O discurso é antigo. Praticar esporte é um caminho para os jovens das classes mais baixas se afastarem da criminalidade, especialmente nos países do Terceiro Mundo.

Funciona? Não há dados estatísticos que eu conheça que comprovem essa teoria, porém é provável que sim, que em um sem-número de casos o envolvimento com atividades esportivas deixe o praticante focado a ponto de não se embrenhar pelo caminho da incorreção e da violência.

Há exceções, contudo, e o caso do goleiro Bruno, condenado em 2013 pelo planejamento e participação na morte de Eliza Samudio, é uma delas.
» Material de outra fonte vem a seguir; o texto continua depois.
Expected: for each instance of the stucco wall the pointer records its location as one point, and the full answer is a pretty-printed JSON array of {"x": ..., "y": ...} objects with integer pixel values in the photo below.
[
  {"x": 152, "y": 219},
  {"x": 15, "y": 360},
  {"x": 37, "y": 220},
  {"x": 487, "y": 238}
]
Na semana passada, noticiou-se que um rapaz que um dia foi um futebolista promissor acabou atrás das grades. A história saiu primeiro no site Infobae, de Buenos Aires, e depois foi publicada em outras mídias esportivas.

Na época de juvenil, nas categorias de base do San Lorenzo, o argentino Lautaro Carrachino mostrava-se tão bom de bola, tão artilheiro, que não raro era comparado a Carlitos Tevez (ex-Corinthians, atualmente no Boca Juniors), um dos ótimos atacantes deste século.

Ele destacou-se tanto com seu faro goleador que, aos 16 anos, foi integrado ao time principal do clube, passando a treinar com ele.

Não obteve, no entanto, chance de jogar e decidiu, em 2018, deixar o San Lorenzo e acertar contrato com o Almagro, da segunda divisão.

É possível que Carrachino, nessa época, já tivesse perdido o encanto e o interesse pelo futebol e se seduzido pela trilha da marginalidade, pois não se firmou na equipe e pouco jogou –apenas quatro partidas.

Más companhias, relacionadas ao tráfico de drogas, seriam o motivo de do seu desvio de rota e da consequente queda de rendimento.

O site argentino Infobae publicou a história de Carrachino, depois contada por outros veículos de comunicação (Reprodução/infobae.com)

Em maio de 2019, decidiu abandonar o futebol, e seu nome voltou ao noticiário no mês passado, quando foi acusado pelo assassinato de uma mulher de 20 anos e de um homem de 30 em Ciudad Evita, na Grande Buenos Aires.

Era na verdade a segunda acusação, pois já era suspeito de um homicídio em janeiro deste ano.

Desde essa primeira denúncia, ele deixou de ser localizável. Com o surgimento da segunda, tornou-se foragido. Perambulava, segundo consta, por localidades como El Tambo e Puerta de Hierro, de elevada delinquência.

Carrachino, hoje com 23 anos, foi encontrado pela polícia na semana passada e devidamente encarcerado.

Conforme as investigações, é um dos líderes, desde meados do ano passado, do cartel do narcotráfico La banda de los 15 (O bando dos 15). Responderá pelos crimes de assassinato, coerção, roubo e extorsão, podendo ser condenado à prisão perpétua.